Marine protected areas and climate change

IUCN (International Union for the Conservation of Nature) defines a protected area as “a clearly defined geographical space, recognized, dedicated and managed, through legal or other effective means, to achieve the long-term conservation of nature with associated ecosystem services and cultural value”.

Since the ocean is a physicochemical and biological carbon pump, MPAs not only maintain vital ecosystems, they contribute to reducing atmospheric concentrations of greenhouse gases. Maintaining these services can only be achieved by increasing the number of MPAs and their integration into broader climate action frameworks. By further studying the impacts of climate change on a global network of Marine Protected Areas, we will be able to better understand the adaptation and mitigation benefits, hence enabling us to use them as a tool to combat climate change.

In numbers:

According to the objectives of the Sustainable Development Goal 14: 10% of the ocean should be included into MPAs by 2020. With currently over 10,000 Marine Protected Areas worldwide, only 4% of the global ocean is effectively protected, and only 1.5% is covered by strict and permanent MPAs.

Biological carbon pump

Physical carbon pump


As the Global Ocean Forum 2016-2021 roadmap notes, MPAs can increase ocean ecosystem’s resilience to climate change. Networks of MPAs can bring together different parties to find and implement the “most appropriate management measures to increase or maintain ecosystem resilience”. MPAs can be key sentinels of climate change, laboratories to monitor the effects of climate change, and areas where to develop new management tools.

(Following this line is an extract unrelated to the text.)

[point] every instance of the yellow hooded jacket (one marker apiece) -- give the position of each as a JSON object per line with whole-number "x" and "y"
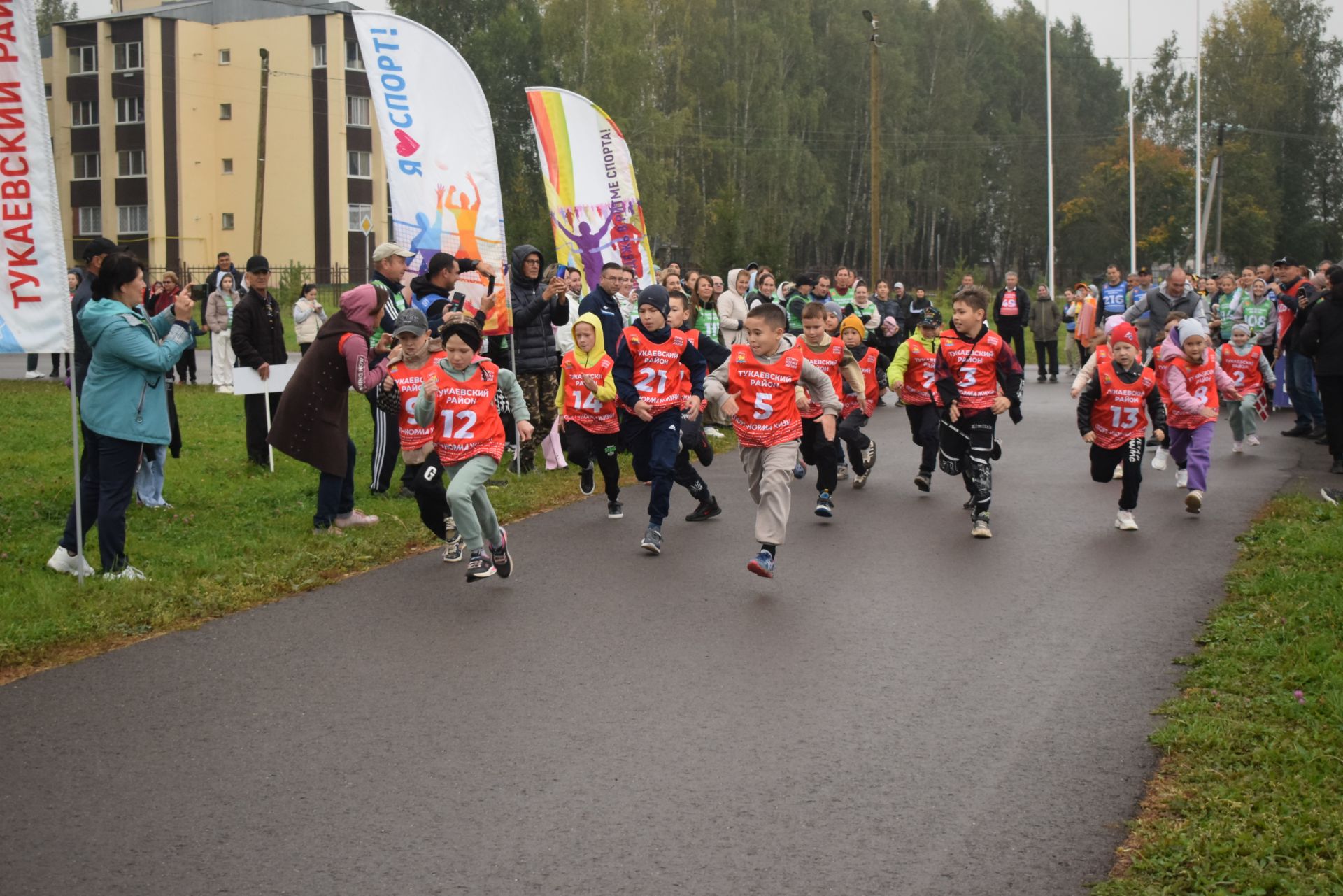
{"x": 606, "y": 390}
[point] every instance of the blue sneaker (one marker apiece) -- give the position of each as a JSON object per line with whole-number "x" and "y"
{"x": 762, "y": 564}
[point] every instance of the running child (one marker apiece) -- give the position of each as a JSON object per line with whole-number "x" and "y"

There is a need to include more actors in MPA planning. For instance, it is necessary to bring fisheries into the “knowledge, consultation and collaboration” process ensure adaptive management. MPAs should be based on an ecosystem approach and boast a new research agenda on the impacts of climate change on ocean ecosystems.

While the Paris Agreement refers to protecting and sustainably managing forest carbon stocks, in its Article 5, the ocean has been left out as an important carbon sink. Given that healthy, productive and resilient oceans are critical for poverty eradication, access to sufficient, safe and nutritious food, livelihoods, economic development”, there must be a shift in how international negotiations take into account the links between biodiversity and climate change.

Additionally, as Ecologically and Biologically Significant Marine Areas do not follow national boundaries and Economic Exclusive Zones, there is a need for regional frameworks of action for MPA networks management.